雑食・雑読宣言:専門書からHな小説まで、手当たり次第。目標は年間300冊。2022年に続き2023年も目標達成!

トコトンやさしい香料の本

2023-12-01 20:48:35 | 実用書・ビジネス書
 香料の歴史や日常生活との関わり、香料物質の特性・抽出・合成、食品や生活用品に用いられている香料に関する知識等を解説した本。
 見開き2ページ(右ページに文、左ページに図表類)68項目で読みやすくしようと努力してはいますが、第3章の香り成分の特性あたりは、「トコトンやさしい」は日刊工業新聞社の本を気軽に読む層の人々にとってのやさしさで、有機物の構造式(ベンゼン環の亀の子とか)に苦手意識を持っているような人にはやさしくありません。

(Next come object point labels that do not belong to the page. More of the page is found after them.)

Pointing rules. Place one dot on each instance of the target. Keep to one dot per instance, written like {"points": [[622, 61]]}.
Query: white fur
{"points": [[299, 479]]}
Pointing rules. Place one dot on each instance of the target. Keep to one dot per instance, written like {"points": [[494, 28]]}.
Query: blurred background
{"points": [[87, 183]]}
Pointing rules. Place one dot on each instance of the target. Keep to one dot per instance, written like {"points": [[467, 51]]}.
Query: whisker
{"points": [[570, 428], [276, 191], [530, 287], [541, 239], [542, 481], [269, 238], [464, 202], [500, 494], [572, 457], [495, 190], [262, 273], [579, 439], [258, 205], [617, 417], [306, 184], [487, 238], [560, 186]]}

 「現在では質量分析(MS)と連動したGC-MSを用いると、調合香料の90%以上の成分を解明することも可能です。調香師の創作処方の秘密を守ることができるブラックボックスは、わずか数%」(32ページ)というのに、門外漢としては驚きました。最先端のガスクロマトグラフィーでも香料の成分を完全には特定できないんですね。人間の鼻がまだまだ機械に勝てる、調香師という仕事がまだまだ生き延びられるのだと感心しました。

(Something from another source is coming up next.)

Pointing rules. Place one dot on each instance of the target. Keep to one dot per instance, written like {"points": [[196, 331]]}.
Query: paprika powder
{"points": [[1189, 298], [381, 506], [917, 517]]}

 食べる前だけでなくて、食べたものの匂いが喉の奥から鼻へ抜ける空気に乗って鼻腔の嗅覚受容体でキャッチされて匂いを感じる「レトロネーザルアロマ」(あと香、戻り香)は人類しか持っていない感じ方なのだとか(36~37ページ)。鼻腔と喉(食道)がつながっていれば感じるのじゃないかと思うのですが、人類しか感じないのだとすれば不思議です。